New Delhi: Dashing the hopes of 40,000 mw stressed power projects, a top government official said RBI is not in favour of any special forbearance for the sector that would have prevented the loans from being categorised as NPA, triggering a resolution process.
The banking regulator rarely makes allowances for specific sectors and that principle will extend to the power sector as well, power secretary Ajay Kumar Bhalla told BloombergQuint. RBI doesn’t look at sectoral issues and it’s for the ministry to look at those issues and find a solution, he added.
He was responding to questions about power companies’ recent plea to the finance ministry and the RBI for relaxation of the one-day repayment delay norm that can turn the loan into NPAs, triggering banks to work out resolution plan for the stressed entity.
It has been argued that such a move would increase NPAs in the sector and bring running projects to a halt pushing several energy firms into liquidation.

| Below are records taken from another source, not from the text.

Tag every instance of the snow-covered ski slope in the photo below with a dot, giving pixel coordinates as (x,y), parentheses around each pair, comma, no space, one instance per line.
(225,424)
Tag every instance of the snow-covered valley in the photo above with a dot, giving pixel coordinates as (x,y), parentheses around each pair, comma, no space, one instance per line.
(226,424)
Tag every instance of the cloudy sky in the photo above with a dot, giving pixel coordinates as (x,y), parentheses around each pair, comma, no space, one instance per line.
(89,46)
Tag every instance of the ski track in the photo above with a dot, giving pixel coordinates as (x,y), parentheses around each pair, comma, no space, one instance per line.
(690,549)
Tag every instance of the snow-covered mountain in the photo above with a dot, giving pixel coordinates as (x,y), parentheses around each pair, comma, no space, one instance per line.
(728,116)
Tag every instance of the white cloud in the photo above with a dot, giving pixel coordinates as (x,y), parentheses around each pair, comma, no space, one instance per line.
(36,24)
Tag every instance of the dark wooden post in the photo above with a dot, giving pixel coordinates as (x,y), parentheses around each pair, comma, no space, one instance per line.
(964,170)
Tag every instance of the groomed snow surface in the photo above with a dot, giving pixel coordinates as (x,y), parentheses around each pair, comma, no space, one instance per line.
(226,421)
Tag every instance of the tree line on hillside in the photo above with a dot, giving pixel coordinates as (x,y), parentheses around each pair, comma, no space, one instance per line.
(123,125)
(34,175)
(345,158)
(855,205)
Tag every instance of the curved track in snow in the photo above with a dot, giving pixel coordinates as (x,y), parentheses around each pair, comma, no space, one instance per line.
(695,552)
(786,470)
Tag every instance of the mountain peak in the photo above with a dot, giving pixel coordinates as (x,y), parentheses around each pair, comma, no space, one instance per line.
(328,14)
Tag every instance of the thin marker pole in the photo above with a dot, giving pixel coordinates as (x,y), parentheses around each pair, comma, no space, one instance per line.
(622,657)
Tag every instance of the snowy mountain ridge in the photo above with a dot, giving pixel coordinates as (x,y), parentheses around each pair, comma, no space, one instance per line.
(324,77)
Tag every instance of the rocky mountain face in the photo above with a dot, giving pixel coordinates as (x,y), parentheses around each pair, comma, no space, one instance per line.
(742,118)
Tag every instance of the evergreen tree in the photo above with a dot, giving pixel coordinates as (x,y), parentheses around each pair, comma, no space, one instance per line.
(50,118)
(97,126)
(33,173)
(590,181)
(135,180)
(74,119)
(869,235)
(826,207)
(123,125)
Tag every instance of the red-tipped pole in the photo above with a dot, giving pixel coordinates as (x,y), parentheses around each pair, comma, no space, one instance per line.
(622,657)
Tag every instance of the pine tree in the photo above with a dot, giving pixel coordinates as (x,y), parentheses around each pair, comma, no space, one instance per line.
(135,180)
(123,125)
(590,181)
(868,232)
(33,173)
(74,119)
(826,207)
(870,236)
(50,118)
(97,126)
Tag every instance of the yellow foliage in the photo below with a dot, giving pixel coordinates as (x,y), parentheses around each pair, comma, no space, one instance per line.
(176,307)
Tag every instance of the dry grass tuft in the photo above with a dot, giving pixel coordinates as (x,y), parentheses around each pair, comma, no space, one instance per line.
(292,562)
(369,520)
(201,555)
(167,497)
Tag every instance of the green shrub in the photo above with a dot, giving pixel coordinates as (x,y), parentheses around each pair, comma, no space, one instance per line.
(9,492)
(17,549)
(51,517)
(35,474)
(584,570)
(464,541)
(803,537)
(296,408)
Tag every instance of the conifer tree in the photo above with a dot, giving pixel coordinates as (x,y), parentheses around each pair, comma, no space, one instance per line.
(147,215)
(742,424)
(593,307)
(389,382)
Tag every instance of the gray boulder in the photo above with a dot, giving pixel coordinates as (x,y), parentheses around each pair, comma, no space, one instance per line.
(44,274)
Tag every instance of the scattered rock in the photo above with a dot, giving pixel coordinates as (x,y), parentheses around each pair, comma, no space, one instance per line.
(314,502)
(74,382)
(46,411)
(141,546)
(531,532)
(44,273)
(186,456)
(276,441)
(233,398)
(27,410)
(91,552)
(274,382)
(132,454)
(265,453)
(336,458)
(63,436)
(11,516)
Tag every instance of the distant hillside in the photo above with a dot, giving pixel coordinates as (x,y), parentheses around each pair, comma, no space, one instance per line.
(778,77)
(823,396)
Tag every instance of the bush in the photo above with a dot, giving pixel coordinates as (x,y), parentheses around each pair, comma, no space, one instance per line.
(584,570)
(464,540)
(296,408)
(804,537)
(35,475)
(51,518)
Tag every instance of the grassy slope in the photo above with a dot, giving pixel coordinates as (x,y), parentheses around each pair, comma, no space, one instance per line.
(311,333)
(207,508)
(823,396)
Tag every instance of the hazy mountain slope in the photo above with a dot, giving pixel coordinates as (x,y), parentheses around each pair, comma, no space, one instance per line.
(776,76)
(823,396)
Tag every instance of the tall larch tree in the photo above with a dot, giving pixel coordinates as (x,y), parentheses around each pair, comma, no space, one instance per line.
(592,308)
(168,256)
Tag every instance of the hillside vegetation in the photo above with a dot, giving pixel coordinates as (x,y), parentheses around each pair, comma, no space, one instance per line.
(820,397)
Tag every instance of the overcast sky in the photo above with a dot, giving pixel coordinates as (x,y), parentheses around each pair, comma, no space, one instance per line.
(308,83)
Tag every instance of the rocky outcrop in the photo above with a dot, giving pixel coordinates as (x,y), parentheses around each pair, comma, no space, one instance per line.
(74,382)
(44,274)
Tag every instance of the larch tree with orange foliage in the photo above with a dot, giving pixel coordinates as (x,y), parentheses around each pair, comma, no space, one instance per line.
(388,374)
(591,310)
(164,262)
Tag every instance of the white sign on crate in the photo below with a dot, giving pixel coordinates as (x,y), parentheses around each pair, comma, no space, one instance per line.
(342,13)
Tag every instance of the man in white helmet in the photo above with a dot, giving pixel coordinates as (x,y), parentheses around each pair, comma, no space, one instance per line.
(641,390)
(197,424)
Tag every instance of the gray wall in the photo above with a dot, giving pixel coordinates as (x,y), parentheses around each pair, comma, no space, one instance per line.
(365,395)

Bhalla said the power ministry was trying to address stress in the sector by addressing the problem related to fuel linkage and lack of power purchase agreements (PPAs).
But with projects that are under stress due to aggressive tariff, bankers would first try to work out a resolution plan before the ministry took up issues such as change of ownership in PPAs, fuel supply agreement if it exists or availability of linkage.
The power sector is one of the largest contributors of stressed assets plaguing the financial system. Stressed power projects hold Rs 1.8 lakh crore in loans, which are yet to be classified as bad. Bankers say unless some collective resolution plan is worked out, loans will turn bad and recovery would be low.
Banks led by SBI are also looking at creation of an asset reconstruction company to help take over ownership of stressed assets and put it under a special purpose vehicle. State-owned firms like NTPC would then operate these SPV and returns generated would be used to pay off lenders.
Sources said power firms would be most affected among sectors if one-day default norm were brought to operation. NPAs of banks due to power loans will rise and the sector may face funds crunch due to this also and this will affect the revival of many power projects.
The finance ministry is keen that bankers’ request for increasing the default period for term-loans to 30 days from one-day, as stipulated by RBI in February, be considered by the regulator, sources said.
RBI stipulated in February that even a one-day delay in the repayment of term loans would be considered a default and banks have to report it to RBI.
With new RBI norms, the power sector will have an additional Rs 2 Lakh crore of NPAs. The association of power producers has also raised it with a parliamentary panel seeking direction for norm relaxation.
Power plants pay for coal in advance to Coal India, but it takes them 90-150 days to recover dues from state power distribution companies.